Ce pourrait être une voix off. Ou un film muet, mais en couleurs (un film d’aujourd’hui), sans histoire que celle de la lumière qui passe, des passants qui passent, des jours et des nuits qui passent, avec arrêts sur images. La voix off ne dirait que ce que montrent les images, les remplaçant, les représentant. Par petites touches, comme de rien.
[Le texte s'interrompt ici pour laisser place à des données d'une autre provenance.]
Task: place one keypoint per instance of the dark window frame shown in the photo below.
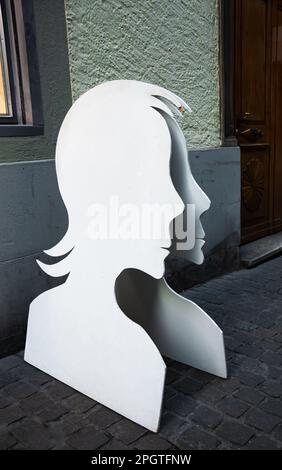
(19, 30)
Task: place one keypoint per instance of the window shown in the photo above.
(20, 98)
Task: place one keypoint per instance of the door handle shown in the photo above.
(252, 132)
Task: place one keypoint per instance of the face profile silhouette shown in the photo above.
(103, 331)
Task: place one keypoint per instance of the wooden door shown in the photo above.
(258, 103)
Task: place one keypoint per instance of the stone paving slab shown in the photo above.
(200, 411)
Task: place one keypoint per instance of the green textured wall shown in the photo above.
(55, 84)
(173, 43)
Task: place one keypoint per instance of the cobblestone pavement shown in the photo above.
(200, 411)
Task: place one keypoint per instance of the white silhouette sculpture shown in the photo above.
(103, 331)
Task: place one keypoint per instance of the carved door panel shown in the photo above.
(257, 87)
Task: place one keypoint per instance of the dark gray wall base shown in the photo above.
(217, 171)
(33, 218)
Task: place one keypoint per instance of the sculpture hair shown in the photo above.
(97, 103)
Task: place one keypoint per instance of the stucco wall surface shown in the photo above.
(169, 43)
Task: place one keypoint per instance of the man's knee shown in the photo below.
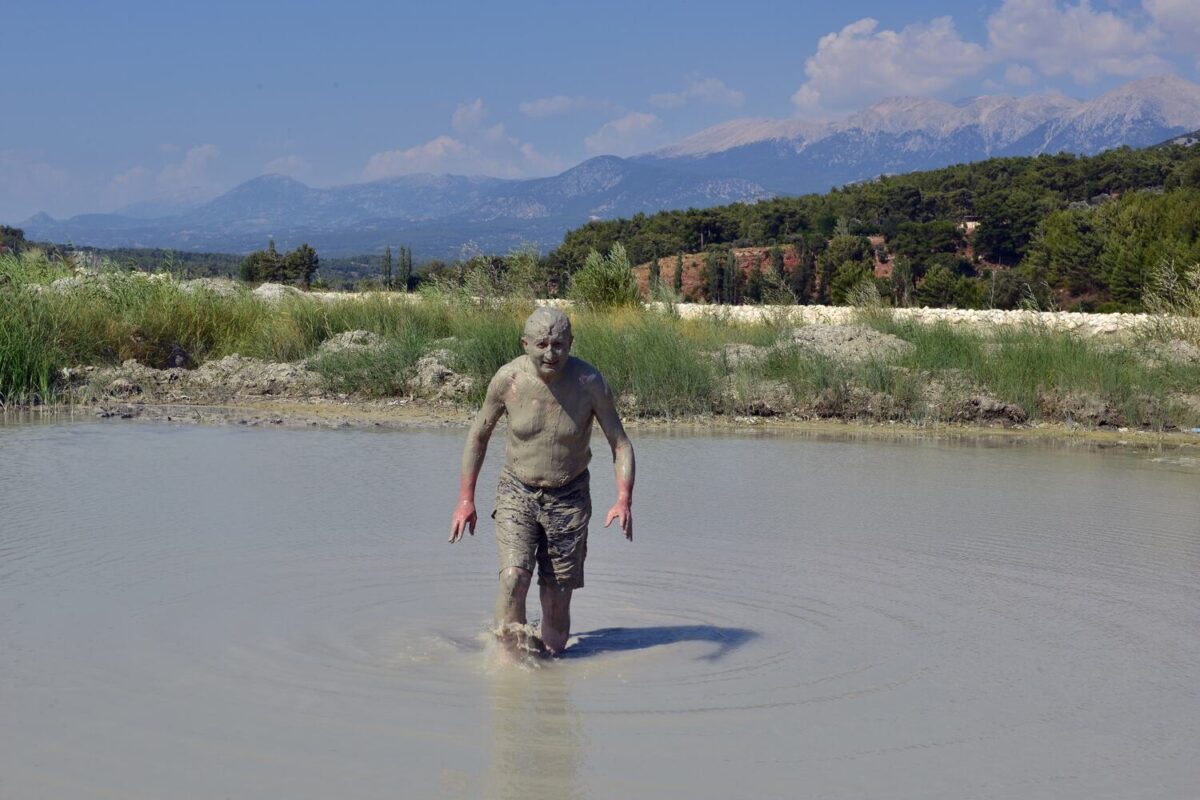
(515, 581)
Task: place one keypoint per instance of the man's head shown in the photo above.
(547, 341)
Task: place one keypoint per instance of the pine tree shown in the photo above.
(732, 280)
(777, 263)
(406, 266)
(714, 276)
(754, 286)
(271, 265)
(300, 265)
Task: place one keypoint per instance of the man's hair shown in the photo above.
(546, 320)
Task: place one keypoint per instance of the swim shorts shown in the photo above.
(544, 527)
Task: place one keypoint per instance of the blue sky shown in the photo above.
(115, 103)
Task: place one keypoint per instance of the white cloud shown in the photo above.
(189, 176)
(430, 157)
(475, 149)
(1180, 19)
(561, 104)
(291, 164)
(861, 64)
(634, 132)
(30, 185)
(468, 116)
(1074, 40)
(1019, 74)
(709, 91)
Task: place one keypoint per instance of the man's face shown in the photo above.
(549, 349)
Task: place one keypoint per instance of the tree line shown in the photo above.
(993, 233)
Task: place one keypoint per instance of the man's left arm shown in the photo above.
(622, 458)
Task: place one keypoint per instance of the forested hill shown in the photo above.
(1084, 230)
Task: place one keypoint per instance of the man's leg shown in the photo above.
(510, 600)
(556, 617)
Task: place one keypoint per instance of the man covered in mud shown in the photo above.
(543, 504)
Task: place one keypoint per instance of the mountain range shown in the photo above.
(738, 161)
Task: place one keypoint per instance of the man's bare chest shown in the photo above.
(553, 413)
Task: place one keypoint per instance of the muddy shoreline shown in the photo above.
(414, 414)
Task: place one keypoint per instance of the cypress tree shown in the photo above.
(754, 286)
(406, 266)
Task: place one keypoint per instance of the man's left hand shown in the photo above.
(623, 511)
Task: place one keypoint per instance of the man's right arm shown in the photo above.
(465, 517)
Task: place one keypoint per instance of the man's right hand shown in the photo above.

Mots « éparpillés » de l’intime, collé au visage de l’attente, celle de l’autre, de l’homme, du prince charmant de l’enfance.
Jour intérieur : l’attente est silencieuse, « les images empilées » dans « le grouillis des jours », les « figures en contre-jour se font brouhaha ».
La nuit, dedans, le temps est comme dilaté, étiré, « un temps long pour tuer l’ennui » dans la régularité du métronome, mais s’y agitent les pensées et les souvenirs, le spectre de la mort (« j’ai peur du froid des morts ») qui font se « bousculer » et « déborder » les choses pour que les enfants ne « prennent le pli ».
Dehors, la nuit, les hommes ne sont que « minuscules papillons de nuit », brillants, impatients et distants, flous de toute cette distance imposée par les « murs [qui] s’épaississent ».
Extérieur jour, enfin : l’attente est invisible, discrète, inaperçue, dans la lutte de la protection de soi afin de « ne pas perdre de plumes », de ne pas se laisser « encombrer » par « celui qui veut prendre ma place » tout en s’efforçant de « voir au plus loin ». Car « que será será », ce qui arrivera arrivera, avec son « cortège de vieilleries » qui viennent ourler l’enfance en creux, accompagnent la femme à la « peur bleue » « d’enterrer l’enfance » et qui ne cesse de « guetter l’amour » sans cependant être « femme à virer seule et bleue », « toujours cette petite veine frétillante sur la tempe ».